Sim, a forma como processamos o nosso passado é, sim, o último nível do desapego emocional, que começou lá atrás quando resolvemos jogar fora algumas coisas.
Quando voltamos os nossos olhos para trabalhar o nosso passado, vemos o quanto ainda pessoas e coisas estão presas a nós, mas já deveriam ter ido. Mas não permitimos. Nós nos agarramos a este último grito de desespero em manter as coisas, as pessoas e as emoções que nos fazem mal, porque encarar o dia seguinte, como um novo dia, assusta. Mas é preciso.
Entretanto, não me leve a mal, mas não exagere. Não se desapegue tanto que acabe por desapegar-se de si mesmo.
Nem tudo devemos jogar fora.

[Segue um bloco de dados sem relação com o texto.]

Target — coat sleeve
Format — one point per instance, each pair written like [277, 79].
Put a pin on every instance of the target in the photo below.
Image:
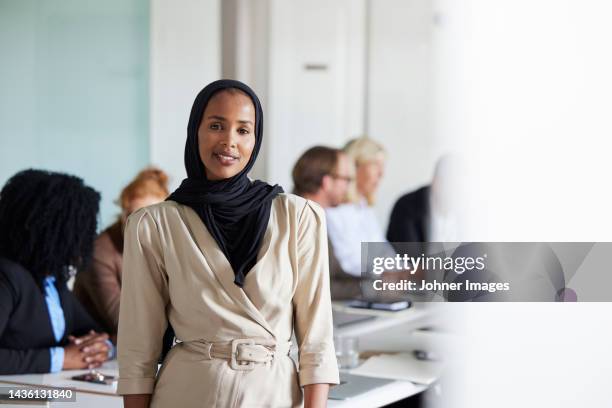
[312, 301]
[36, 360]
[82, 322]
[142, 312]
[104, 287]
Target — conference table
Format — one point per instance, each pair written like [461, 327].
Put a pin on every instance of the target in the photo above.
[98, 395]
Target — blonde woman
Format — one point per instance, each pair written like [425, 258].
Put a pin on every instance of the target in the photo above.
[98, 288]
[350, 224]
[235, 266]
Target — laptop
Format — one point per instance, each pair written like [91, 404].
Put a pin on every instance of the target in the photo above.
[353, 385]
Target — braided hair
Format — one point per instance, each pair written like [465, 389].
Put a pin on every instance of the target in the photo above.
[48, 223]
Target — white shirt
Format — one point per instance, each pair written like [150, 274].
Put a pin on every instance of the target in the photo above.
[349, 225]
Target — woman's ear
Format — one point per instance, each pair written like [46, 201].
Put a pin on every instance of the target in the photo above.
[327, 182]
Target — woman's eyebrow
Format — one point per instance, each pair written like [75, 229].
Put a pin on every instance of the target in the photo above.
[217, 118]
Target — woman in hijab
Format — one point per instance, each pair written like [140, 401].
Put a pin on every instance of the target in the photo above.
[235, 266]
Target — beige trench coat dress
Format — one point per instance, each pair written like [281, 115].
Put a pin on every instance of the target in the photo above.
[234, 341]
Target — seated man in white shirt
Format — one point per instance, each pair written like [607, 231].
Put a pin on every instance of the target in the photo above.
[354, 222]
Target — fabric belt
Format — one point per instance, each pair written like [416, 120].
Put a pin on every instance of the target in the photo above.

Nem todo passado é ruim. Eu diria que tudo o que foi, foi bom. Foi bom para aprender. Foi bom para viver e recordar. E algumas coisas que aconteceram foram boas pra não querer viver outra vez. Só que o registro emocional tem de ficar como experiência vivida. O que não pode é nos impedir de seguir em frente.
O importante é saber fechar a porta àquele romance meia-boca que se vive. Desligar o telefone e não viver pela metade uma boa história. Não perder oportunidades. Nem viagens, nem experiências. Nem pessoas, nem a si próprio.